Clients connect using supported OpenAI or Anthropic API formats. Switchyard can route a request to a backend with a different native format and still return the response shape expected by the client.

Request Lifecycle

flowchart TB
    request["1. Receive<br/>Accept the client API format"]
    normalize["2. Normalize<br/>Prepare a provider-independent request"]
    route["3. Route<br/>Apply policy and select a model endpoint"]
    execute["4. Execute<br/>Call the backend and apply configured fallback"]
    respond["5. Return<br/>Translate the response or stream for the client"]

    request --> normalize --> route --> execute --> respond

Routing policy determines which model or endpoint receives a request.
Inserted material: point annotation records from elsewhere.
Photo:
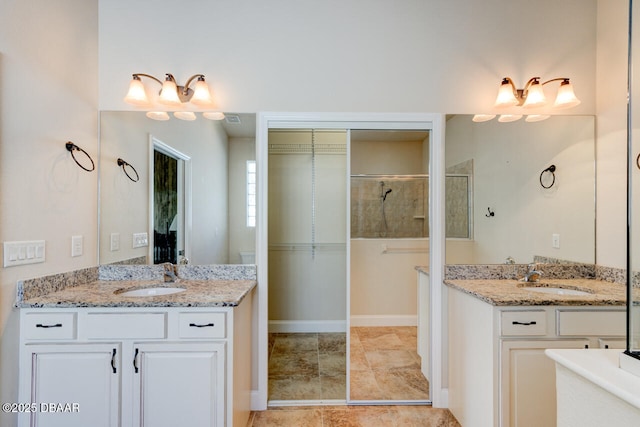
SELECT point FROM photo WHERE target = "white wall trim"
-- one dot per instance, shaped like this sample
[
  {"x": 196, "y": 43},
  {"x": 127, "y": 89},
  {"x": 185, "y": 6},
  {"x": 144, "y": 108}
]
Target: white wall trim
[
  {"x": 307, "y": 326},
  {"x": 384, "y": 320}
]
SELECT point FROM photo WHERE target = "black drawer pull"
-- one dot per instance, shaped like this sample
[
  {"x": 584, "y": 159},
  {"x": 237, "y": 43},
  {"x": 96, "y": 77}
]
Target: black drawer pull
[
  {"x": 113, "y": 361},
  {"x": 207, "y": 325},
  {"x": 57, "y": 325}
]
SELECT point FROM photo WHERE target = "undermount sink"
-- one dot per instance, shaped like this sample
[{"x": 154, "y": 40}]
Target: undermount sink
[
  {"x": 152, "y": 291},
  {"x": 555, "y": 290}
]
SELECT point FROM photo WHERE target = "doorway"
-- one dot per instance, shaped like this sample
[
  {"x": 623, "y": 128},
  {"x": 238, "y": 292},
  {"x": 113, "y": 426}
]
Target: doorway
[
  {"x": 169, "y": 204},
  {"x": 347, "y": 123}
]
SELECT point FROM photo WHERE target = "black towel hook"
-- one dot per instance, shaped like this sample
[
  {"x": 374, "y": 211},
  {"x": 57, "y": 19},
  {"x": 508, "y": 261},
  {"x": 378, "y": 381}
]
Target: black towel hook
[
  {"x": 71, "y": 147},
  {"x": 551, "y": 169},
  {"x": 124, "y": 166}
]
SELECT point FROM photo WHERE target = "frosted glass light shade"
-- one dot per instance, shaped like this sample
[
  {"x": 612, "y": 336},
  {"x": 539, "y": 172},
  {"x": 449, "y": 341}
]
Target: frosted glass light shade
[
  {"x": 506, "y": 97},
  {"x": 169, "y": 93},
  {"x": 158, "y": 115},
  {"x": 185, "y": 115},
  {"x": 566, "y": 98},
  {"x": 536, "y": 117},
  {"x": 136, "y": 94},
  {"x": 506, "y": 118},
  {"x": 213, "y": 115},
  {"x": 479, "y": 118},
  {"x": 201, "y": 95},
  {"x": 535, "y": 96}
]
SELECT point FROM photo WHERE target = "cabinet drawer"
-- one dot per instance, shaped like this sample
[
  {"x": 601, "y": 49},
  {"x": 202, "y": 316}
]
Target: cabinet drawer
[
  {"x": 202, "y": 325},
  {"x": 591, "y": 323},
  {"x": 523, "y": 323},
  {"x": 50, "y": 326},
  {"x": 126, "y": 325}
]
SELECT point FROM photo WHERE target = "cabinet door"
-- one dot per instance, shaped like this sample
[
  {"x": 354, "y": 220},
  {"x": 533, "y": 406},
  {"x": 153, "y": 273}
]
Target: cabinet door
[
  {"x": 181, "y": 384},
  {"x": 74, "y": 385},
  {"x": 528, "y": 393}
]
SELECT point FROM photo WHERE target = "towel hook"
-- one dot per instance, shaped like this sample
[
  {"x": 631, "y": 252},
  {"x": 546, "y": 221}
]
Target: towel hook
[
  {"x": 71, "y": 147},
  {"x": 123, "y": 164},
  {"x": 551, "y": 169}
]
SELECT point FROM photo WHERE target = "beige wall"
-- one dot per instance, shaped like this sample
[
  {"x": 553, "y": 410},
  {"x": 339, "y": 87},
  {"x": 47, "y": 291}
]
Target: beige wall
[
  {"x": 48, "y": 95},
  {"x": 262, "y": 56}
]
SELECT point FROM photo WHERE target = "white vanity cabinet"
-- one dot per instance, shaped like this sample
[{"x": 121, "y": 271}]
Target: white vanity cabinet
[
  {"x": 131, "y": 367},
  {"x": 499, "y": 374}
]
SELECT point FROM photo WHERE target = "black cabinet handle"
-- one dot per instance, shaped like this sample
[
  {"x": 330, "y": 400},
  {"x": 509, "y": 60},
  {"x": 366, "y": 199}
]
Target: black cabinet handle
[
  {"x": 113, "y": 361},
  {"x": 207, "y": 325},
  {"x": 135, "y": 361},
  {"x": 57, "y": 325}
]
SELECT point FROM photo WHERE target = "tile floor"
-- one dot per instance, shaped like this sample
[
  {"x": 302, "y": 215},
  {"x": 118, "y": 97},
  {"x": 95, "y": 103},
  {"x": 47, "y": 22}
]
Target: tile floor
[
  {"x": 385, "y": 364},
  {"x": 307, "y": 366},
  {"x": 354, "y": 416}
]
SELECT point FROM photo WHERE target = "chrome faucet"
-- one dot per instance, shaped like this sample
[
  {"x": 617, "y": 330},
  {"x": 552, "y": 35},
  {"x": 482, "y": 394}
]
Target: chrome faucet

Depending on the selected strategy, that decision can use fixed weights, a classifier, request signals, or conversation affinity. See the Routing Overview for the available strategies.

Backend Wire Format

BackendFormat controls the upstream endpoint Switchyard calls. Explicit formats select an endpoint directly and do not run capability probes.
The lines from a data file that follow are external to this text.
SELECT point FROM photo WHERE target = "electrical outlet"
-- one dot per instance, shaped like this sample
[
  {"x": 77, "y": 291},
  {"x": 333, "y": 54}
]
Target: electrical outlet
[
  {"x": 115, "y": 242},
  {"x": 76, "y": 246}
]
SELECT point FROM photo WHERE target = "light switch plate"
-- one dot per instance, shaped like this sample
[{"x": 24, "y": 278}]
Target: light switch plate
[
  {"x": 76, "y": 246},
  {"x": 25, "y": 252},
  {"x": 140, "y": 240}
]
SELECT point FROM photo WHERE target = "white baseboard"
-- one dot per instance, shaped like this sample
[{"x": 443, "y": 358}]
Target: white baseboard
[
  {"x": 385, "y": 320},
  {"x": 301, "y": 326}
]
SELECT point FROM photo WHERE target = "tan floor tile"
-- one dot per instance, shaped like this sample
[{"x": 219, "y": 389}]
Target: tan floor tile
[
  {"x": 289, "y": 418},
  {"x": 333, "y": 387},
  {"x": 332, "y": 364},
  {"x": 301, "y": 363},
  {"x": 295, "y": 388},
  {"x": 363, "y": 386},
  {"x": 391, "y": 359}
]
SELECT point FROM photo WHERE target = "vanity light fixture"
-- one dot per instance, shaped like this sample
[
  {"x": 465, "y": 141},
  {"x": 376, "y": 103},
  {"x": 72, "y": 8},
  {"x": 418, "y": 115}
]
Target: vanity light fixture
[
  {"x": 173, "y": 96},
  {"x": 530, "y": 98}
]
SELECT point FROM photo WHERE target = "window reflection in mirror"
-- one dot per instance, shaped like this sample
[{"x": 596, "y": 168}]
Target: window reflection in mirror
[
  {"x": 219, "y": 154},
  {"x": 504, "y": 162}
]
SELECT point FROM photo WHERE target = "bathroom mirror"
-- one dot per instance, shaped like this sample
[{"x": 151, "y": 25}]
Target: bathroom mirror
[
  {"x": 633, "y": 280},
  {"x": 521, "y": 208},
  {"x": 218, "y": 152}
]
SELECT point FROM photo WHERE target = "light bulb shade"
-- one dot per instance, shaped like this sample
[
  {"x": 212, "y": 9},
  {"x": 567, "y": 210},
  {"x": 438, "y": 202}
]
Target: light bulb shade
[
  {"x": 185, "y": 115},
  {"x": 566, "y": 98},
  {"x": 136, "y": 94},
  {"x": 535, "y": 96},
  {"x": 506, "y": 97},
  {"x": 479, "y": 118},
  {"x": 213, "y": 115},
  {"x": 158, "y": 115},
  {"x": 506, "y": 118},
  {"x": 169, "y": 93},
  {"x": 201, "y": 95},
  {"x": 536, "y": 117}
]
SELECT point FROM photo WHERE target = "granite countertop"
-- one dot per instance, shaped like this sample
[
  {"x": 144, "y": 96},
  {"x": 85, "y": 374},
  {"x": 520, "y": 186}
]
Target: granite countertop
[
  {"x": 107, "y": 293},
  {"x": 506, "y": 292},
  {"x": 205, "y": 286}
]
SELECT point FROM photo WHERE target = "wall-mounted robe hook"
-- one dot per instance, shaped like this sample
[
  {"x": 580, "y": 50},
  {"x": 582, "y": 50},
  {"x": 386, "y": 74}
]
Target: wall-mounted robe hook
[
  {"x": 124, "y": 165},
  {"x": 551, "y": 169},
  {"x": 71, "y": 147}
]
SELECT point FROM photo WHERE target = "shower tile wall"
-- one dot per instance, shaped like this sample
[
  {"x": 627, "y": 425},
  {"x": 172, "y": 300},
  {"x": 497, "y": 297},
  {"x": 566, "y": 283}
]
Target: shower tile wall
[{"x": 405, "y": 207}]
Format Upstream behavior Use when
ANTHROPIC Always sends to /v1/messages. No probe. You know the upstream is Anthropic-native (Anthropic API, NIM Claude routes).
RESPONSES Always sends to /v1/responses. No probe. You know the upstream supports the OpenAI Responses API. Fails on NIM / non-OpenAI upstreams.
OPENAI Always sends to /v1/chat/completions. No probe. You know the upstream is OpenAI-compatible (NIM, OpenRouter, etc). Safe universal choice.
AUTO Probes at startup, picks best format (see below). Upstream is unknown or varies across deployments. Used by Claude Code and Codex launchers. OpenClaw is intentionally pinned to OPENAI.
(omitted) Defaults to OPENAI — no probe, no fast-path. Silently uses Chat Completions, which is wrong for Anthropic/Bedrock models. Always set format: explicitly.
Claude Code and Codex launchers use AUTO for their single-model targets.
OpenClaw is intentionally pinned to OPENAI for its equivalent target.

AUTO Decision Tree

flowchart TB
    auto["BackendFormat.AUTO"]
    messages{"/v1/messages works?"}
    anthropic["ANTHROPIC<br/>/v1/messages"]
    responses{"/v1/responses works?"}
    responses_format["RESPONSES<br/>/v1/responses"]
    openai["OPENAI<br/>/v1/chat/completions fallback"]
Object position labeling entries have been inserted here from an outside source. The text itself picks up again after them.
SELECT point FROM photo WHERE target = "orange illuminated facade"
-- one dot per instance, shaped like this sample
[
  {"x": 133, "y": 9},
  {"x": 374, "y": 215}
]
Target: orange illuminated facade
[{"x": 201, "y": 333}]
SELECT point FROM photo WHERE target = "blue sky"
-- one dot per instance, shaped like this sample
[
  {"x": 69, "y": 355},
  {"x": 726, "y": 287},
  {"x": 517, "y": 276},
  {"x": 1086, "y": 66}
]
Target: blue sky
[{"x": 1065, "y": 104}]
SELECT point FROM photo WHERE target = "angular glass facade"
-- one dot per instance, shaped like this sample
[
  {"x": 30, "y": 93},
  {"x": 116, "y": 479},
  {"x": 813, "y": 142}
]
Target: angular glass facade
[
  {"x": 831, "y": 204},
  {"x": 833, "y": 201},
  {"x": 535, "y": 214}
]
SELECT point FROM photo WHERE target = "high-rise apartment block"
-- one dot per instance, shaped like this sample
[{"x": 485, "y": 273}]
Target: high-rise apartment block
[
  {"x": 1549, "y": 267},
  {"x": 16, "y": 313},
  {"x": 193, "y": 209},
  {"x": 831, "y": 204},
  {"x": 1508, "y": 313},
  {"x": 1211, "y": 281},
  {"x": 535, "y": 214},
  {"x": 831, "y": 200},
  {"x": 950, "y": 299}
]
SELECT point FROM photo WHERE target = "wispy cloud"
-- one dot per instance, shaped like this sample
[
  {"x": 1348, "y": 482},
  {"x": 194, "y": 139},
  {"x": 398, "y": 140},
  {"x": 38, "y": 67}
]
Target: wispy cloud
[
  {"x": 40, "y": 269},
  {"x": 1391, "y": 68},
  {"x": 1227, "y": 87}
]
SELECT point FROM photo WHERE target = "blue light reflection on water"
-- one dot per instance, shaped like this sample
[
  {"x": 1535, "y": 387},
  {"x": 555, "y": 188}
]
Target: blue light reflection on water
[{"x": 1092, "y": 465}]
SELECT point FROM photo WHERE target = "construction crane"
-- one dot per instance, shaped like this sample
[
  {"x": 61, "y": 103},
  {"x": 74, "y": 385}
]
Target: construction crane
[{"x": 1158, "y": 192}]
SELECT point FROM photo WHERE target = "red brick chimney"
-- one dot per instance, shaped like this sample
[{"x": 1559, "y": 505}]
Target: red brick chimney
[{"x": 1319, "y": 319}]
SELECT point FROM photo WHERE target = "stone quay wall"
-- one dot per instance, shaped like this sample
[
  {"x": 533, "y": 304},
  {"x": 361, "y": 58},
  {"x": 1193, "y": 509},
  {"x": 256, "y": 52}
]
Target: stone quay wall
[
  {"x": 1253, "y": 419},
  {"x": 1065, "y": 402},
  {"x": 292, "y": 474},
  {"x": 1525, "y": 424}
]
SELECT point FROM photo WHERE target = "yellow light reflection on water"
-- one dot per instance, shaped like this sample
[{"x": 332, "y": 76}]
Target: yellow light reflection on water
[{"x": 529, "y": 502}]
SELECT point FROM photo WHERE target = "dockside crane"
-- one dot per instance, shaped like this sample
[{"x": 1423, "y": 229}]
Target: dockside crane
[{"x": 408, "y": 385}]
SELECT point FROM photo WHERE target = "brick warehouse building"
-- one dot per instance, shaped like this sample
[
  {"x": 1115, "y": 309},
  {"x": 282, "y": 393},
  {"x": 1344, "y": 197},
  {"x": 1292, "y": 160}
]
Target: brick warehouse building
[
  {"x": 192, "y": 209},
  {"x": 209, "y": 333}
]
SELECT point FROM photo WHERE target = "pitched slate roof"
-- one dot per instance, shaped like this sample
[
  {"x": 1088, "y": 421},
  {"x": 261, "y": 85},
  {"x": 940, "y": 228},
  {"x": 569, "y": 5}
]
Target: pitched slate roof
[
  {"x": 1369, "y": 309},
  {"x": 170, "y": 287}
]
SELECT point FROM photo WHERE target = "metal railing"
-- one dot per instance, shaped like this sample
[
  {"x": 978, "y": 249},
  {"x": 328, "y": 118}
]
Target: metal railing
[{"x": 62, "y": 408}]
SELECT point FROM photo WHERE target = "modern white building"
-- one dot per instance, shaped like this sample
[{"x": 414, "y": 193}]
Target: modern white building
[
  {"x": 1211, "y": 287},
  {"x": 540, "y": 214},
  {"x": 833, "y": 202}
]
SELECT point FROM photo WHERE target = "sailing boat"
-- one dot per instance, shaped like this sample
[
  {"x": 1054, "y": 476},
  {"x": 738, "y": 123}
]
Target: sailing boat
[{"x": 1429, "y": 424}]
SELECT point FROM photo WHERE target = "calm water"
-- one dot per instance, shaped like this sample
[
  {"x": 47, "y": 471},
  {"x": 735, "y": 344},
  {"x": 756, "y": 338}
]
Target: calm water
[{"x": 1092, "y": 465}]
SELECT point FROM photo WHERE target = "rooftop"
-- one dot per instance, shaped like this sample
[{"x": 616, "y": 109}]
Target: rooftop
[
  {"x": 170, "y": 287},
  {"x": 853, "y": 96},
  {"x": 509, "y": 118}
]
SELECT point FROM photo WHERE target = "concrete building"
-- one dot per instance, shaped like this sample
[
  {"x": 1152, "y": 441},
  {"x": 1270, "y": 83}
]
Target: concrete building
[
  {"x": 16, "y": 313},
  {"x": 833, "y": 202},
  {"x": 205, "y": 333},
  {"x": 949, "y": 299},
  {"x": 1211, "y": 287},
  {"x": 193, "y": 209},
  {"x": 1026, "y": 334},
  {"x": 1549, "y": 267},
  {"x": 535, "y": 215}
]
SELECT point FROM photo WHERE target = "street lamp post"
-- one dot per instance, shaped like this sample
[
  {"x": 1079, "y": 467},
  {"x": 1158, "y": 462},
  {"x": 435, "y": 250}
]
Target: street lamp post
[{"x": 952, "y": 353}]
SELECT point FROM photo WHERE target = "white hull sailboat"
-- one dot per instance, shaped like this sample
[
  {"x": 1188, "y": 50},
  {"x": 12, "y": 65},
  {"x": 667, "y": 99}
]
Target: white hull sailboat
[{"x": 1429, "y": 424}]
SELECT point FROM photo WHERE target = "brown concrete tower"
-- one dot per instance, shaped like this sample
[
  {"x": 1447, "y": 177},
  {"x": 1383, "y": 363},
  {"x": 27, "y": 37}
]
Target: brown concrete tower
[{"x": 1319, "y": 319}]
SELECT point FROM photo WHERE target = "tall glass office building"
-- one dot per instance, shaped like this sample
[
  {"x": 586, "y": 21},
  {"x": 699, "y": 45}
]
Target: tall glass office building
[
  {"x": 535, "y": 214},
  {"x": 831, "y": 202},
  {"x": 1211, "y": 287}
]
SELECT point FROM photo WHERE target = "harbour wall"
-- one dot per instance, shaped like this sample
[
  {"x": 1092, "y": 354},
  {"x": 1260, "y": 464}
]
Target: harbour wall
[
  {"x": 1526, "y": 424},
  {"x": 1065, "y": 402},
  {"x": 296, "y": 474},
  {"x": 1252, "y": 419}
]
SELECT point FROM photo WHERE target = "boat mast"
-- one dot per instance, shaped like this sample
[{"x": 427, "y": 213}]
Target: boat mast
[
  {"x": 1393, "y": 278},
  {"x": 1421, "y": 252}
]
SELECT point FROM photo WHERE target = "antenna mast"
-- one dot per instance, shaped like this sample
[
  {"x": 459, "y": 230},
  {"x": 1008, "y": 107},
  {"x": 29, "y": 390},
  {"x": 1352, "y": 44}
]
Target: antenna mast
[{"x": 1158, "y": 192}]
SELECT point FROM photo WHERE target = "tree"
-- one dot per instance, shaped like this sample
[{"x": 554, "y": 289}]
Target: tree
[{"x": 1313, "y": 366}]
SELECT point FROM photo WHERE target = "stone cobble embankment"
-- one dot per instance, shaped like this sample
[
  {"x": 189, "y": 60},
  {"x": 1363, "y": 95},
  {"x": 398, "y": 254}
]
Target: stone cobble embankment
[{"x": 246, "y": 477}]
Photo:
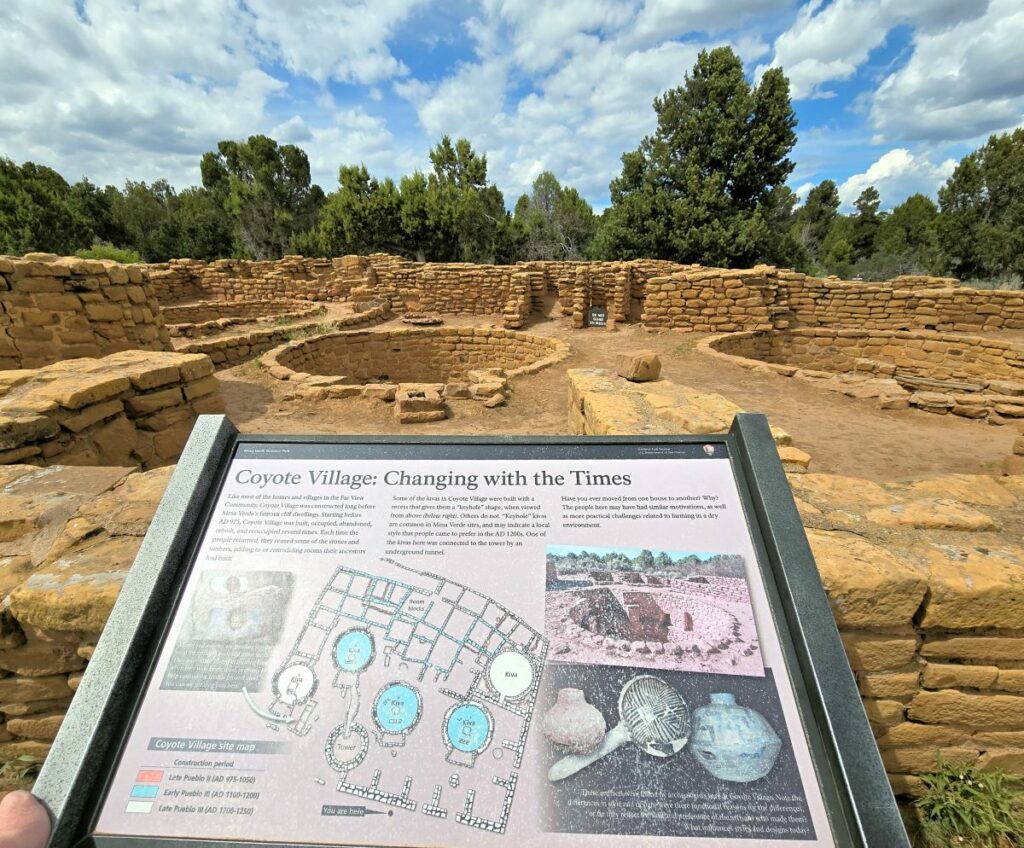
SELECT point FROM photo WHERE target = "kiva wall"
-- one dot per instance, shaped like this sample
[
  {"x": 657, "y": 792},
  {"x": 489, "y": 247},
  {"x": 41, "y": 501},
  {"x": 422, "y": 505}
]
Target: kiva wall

    auto -->|"Probe /v1/messages"| messages
    messages -->|"Yes"| anthropic
    messages -->|"No: probe /v1/responses"| responses
    responses -->|"Yes"| responses_format
    responses -->|"No"| openai

Supported inbound and response formats are handled automatically. TranslationEngine converts the client's request to the resolved backend format and translates the backend response back to the client's expected format. When a cross-format conversion is required, both directions decode to and re-encode from the neutral conversation IR. This lets Claude Code, Codex, OpenClaw, and SDK clients use their native wire format with any supported upstream format.

Prefer an explicit format for controlled deployments. It skips capability probes and makes the upstream contract clear. Use AUTO when provider capabilities are unknown or vary across deployments.